Despite the dust that is thrown by the Tsipras government to mislead the Greek people, some positive decisions are made which most likely will turn out to be significant for the future of the Greek economy.

Note that these decisions are not being made by the government, although they are made in its name and on the basis of the legitimacy conferred on it by the majority it holds in parliament.

They are made by the lenders and are validated by the government.

Which confirms what many have been saying for years: Only foreigners can put Greece in order.

Specifically, the old Ellinikon international airport – which holds many special memories for many of us – was sold recently.

The Astir Palace hotel in Vouliagmeni was also sold, as was the Athens Hilton.

All these works were stagnant for years.

The sales were always on the verge of closing, but were never completed.

And yet, they had to be sold.

For example, it was a crime that the Astir Palace hotel in Vouliagmeni, with its spectacular location close to Athens, was never upgraded in order to attract the kind of clients from around the world that it deserved.

Also, the decision made by the lenders and investors to change the management of some banks, including the National Bank of Greece, but mainly Piraeus Bank, is not one of minor importance.

In the first case, Louka Katseli was obviously not qualified, although she is a good economist who was educated in the US.

But she did not have the banking skills required for this job.

In regards to Michalis Sallas, the “boss” of Piraeus Bank until recently, the accusations alone which are included in the investigations by Reuters are enough to draw your own conclusions.

There is no doubt that more changes should  follow for companies which are controlled by the state and which have turned into a den of corruption and waste of public money.

The fact is that the wheel of change is moving very slowly.
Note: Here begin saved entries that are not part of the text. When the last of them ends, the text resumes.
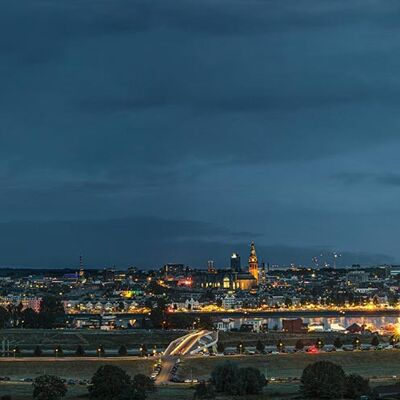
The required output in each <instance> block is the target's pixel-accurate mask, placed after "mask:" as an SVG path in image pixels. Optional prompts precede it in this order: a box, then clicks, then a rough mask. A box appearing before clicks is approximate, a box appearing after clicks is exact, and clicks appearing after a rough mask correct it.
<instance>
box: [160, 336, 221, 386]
mask: <svg viewBox="0 0 400 400" xmlns="http://www.w3.org/2000/svg"><path fill="white" fill-rule="evenodd" d="M217 343H218V332H213V331H208V330H200V331H194V332H190V333H188V334H187V335H185V336H182V337H180V338H178V339H175V340H173V341H172V342H171V343H170V344H169V345H168V347H167V348H166V350H165V351H164V354H163V356H162V358H161V360H162V370H161V372H160V374H159V375H158V377H157V379H156V384H158V385H160V384H167V383H169V379H170V376H171V370H172V368H173V367H174V365H175V364H176V362H177V361H178V359H179V357H182V356H187V355H195V354H198V353H200V352H201V351H210V350H211V351H214V352H216V346H217Z"/></svg>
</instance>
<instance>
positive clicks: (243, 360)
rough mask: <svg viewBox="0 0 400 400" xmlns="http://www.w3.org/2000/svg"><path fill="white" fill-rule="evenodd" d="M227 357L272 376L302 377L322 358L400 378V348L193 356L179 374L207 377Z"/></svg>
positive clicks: (381, 375)
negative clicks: (318, 353) (328, 352)
mask: <svg viewBox="0 0 400 400" xmlns="http://www.w3.org/2000/svg"><path fill="white" fill-rule="evenodd" d="M226 360H230V361H232V362H238V363H239V364H240V366H252V367H256V368H258V369H260V371H262V372H263V373H264V374H266V376H267V377H269V378H271V377H274V378H288V377H291V378H299V377H300V376H301V373H302V371H303V369H304V368H305V367H306V366H307V365H308V364H310V363H313V362H315V361H320V360H326V361H332V362H334V363H337V364H339V365H341V366H342V367H343V369H344V370H345V371H346V372H347V373H352V372H354V373H358V374H361V375H363V376H365V377H368V378H372V377H391V376H394V375H396V376H399V378H400V350H384V351H356V352H344V351H342V352H333V353H321V354H308V353H296V354H282V355H281V354H271V355H258V356H257V355H255V356H229V357H223V358H221V357H202V358H200V357H193V358H187V359H185V361H184V363H183V364H182V366H181V367H180V369H179V374H180V376H181V377H183V378H187V377H190V376H191V375H192V374H193V376H194V377H196V378H198V379H207V378H208V377H209V375H210V372H211V370H212V369H213V367H214V366H215V365H216V364H218V363H222V362H224V361H226Z"/></svg>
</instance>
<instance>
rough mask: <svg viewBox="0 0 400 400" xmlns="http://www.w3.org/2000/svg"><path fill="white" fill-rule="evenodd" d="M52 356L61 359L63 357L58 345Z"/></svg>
mask: <svg viewBox="0 0 400 400" xmlns="http://www.w3.org/2000/svg"><path fill="white" fill-rule="evenodd" d="M54 354H55V355H56V357H62V356H63V355H64V352H63V349H62V347H61V346H60V345H58V346H57V347H56V348H55V350H54Z"/></svg>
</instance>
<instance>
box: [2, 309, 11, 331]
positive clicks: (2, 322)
mask: <svg viewBox="0 0 400 400" xmlns="http://www.w3.org/2000/svg"><path fill="white" fill-rule="evenodd" d="M9 320H10V314H9V313H8V311H7V310H6V309H5V308H4V307H0V329H3V328H5V327H6V325H7V324H8V322H9Z"/></svg>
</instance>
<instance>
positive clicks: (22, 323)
mask: <svg viewBox="0 0 400 400" xmlns="http://www.w3.org/2000/svg"><path fill="white" fill-rule="evenodd" d="M21 320H22V321H21V325H22V327H23V328H29V329H35V328H39V327H40V321H39V314H38V313H37V312H35V311H33V310H32V308H26V309H25V310H23V311H22V312H21Z"/></svg>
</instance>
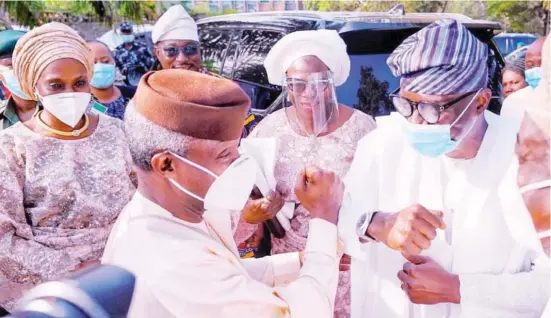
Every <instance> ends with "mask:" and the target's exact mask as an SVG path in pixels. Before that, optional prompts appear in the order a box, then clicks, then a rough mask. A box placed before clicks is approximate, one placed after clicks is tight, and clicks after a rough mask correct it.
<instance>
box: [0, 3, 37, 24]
mask: <svg viewBox="0 0 551 318" xmlns="http://www.w3.org/2000/svg"><path fill="white" fill-rule="evenodd" d="M1 6H2V9H3V10H4V11H5V12H6V13H8V15H9V16H10V17H13V18H14V19H15V20H16V21H17V22H18V23H19V24H22V25H27V26H34V25H38V24H41V23H42V21H40V15H39V13H40V12H41V11H42V10H44V3H43V2H41V1H1Z"/></svg>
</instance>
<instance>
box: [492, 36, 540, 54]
mask: <svg viewBox="0 0 551 318" xmlns="http://www.w3.org/2000/svg"><path fill="white" fill-rule="evenodd" d="M535 40H536V38H535V37H529V36H514V37H512V36H511V37H507V36H496V37H495V38H494V41H495V42H496V45H497V47H498V49H499V51H500V52H501V54H502V55H503V56H505V55H507V54H509V53H511V52H513V51H514V50H516V49H518V48H521V47H523V46H526V45H530V44H532V43H533V42H534V41H535Z"/></svg>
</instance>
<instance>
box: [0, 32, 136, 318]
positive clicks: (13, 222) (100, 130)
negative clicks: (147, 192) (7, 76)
mask: <svg viewBox="0 0 551 318" xmlns="http://www.w3.org/2000/svg"><path fill="white" fill-rule="evenodd" d="M13 65H14V74H15V76H16V77H17V79H18V81H19V83H20V85H21V89H22V90H23V91H24V92H25V94H26V95H27V96H30V97H32V98H33V99H34V100H36V101H40V102H41V104H42V105H43V106H44V110H43V111H41V112H39V113H38V114H37V115H36V116H34V117H33V118H32V119H31V120H29V121H27V122H25V123H21V122H19V123H17V124H15V125H14V126H12V127H10V128H9V129H6V130H3V131H2V132H0V251H1V252H0V253H1V256H0V306H2V307H5V308H7V309H8V310H12V309H13V306H14V304H15V301H17V299H18V298H20V297H21V296H22V294H23V293H24V292H25V291H27V290H28V289H30V288H32V287H33V286H34V285H36V284H38V283H41V282H43V281H46V280H50V279H56V278H59V277H61V276H64V275H65V274H67V273H69V272H71V271H75V270H77V269H80V268H83V267H85V266H87V265H90V264H93V263H95V262H97V261H98V259H99V257H100V256H101V254H102V251H103V248H104V245H105V243H106V240H107V237H108V234H109V230H110V229H111V225H112V224H113V223H114V221H115V219H116V218H117V216H118V214H119V212H120V211H121V210H122V208H123V207H124V206H125V205H126V203H127V202H129V200H130V198H131V197H132V194H133V193H134V191H135V184H134V182H133V177H132V175H133V169H132V164H131V162H132V160H131V158H130V153H129V150H128V148H127V145H126V141H125V137H124V132H123V130H122V122H121V121H119V120H118V119H113V118H109V117H107V116H98V115H89V114H85V113H84V112H85V109H86V108H87V106H88V104H89V103H90V101H91V96H90V86H89V80H90V79H91V77H92V72H93V71H92V70H93V58H92V56H91V52H90V49H89V48H88V46H87V45H86V43H85V42H84V40H83V39H82V38H80V36H79V35H78V34H77V33H76V32H75V31H74V30H73V29H71V28H69V27H68V26H65V25H63V24H59V23H49V24H46V25H44V26H41V27H39V28H35V29H33V30H32V31H30V32H29V33H27V34H26V35H25V36H24V37H22V38H21V39H20V40H19V42H18V43H17V46H16V48H15V53H14V57H13Z"/></svg>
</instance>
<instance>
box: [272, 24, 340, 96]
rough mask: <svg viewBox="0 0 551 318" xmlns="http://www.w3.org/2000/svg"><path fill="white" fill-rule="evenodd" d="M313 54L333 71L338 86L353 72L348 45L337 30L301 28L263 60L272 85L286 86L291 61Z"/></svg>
mask: <svg viewBox="0 0 551 318" xmlns="http://www.w3.org/2000/svg"><path fill="white" fill-rule="evenodd" d="M311 55H313V56H316V57H317V58H319V59H320V60H321V61H322V62H323V63H324V64H325V65H327V67H328V68H329V69H330V70H331V71H332V72H333V76H334V80H335V85H336V86H340V85H342V84H344V82H346V79H347V78H348V75H349V74H350V57H348V54H347V53H346V44H345V43H344V41H343V40H342V39H341V37H340V36H339V34H338V33H337V31H334V30H315V31H298V32H293V33H291V34H288V35H286V36H284V37H283V38H282V39H281V40H279V41H278V42H277V43H276V44H275V45H274V46H273V47H272V49H271V50H270V52H269V53H268V55H267V56H266V59H265V60H264V67H265V68H266V72H268V80H269V81H270V83H271V84H273V85H283V83H284V81H285V73H286V72H287V69H289V67H290V66H291V64H293V63H294V62H295V61H296V60H298V59H300V58H301V57H304V56H311Z"/></svg>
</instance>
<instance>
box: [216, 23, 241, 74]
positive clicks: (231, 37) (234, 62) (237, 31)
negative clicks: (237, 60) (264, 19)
mask: <svg viewBox="0 0 551 318" xmlns="http://www.w3.org/2000/svg"><path fill="white" fill-rule="evenodd" d="M241 35H242V31H240V30H235V31H234V32H232V33H231V35H230V41H229V42H228V43H227V45H228V47H227V51H226V59H225V60H224V65H223V67H222V72H221V73H220V74H221V75H223V76H226V77H229V78H231V77H232V71H233V70H234V66H235V63H236V60H237V58H238V53H239V42H240V40H241Z"/></svg>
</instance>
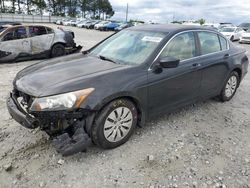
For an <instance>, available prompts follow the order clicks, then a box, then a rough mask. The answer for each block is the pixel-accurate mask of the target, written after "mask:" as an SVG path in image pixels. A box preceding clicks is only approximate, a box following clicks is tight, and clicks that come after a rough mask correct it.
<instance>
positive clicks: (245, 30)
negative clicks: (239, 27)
mask: <svg viewBox="0 0 250 188" xmlns="http://www.w3.org/2000/svg"><path fill="white" fill-rule="evenodd" d="M239 27H240V28H242V29H244V30H245V31H247V30H249V29H250V23H242V24H240V25H239Z"/></svg>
And it is moving slowly because several members of the government do not agree with the reforms, they do not believe in them and they do everything in their power to avoid implementing them.

But the government has no choice. All they can do is conceal the decisions.

However, they are necessary steps for the Greek economy which should have been taken long ago by the Greeks themselves , not waiting to be imposed by the country’s lenders.

Because decisions such as these serve the national interest, they contribute to the growth of the economy and create good new jobs, if they are executed correctly, of course.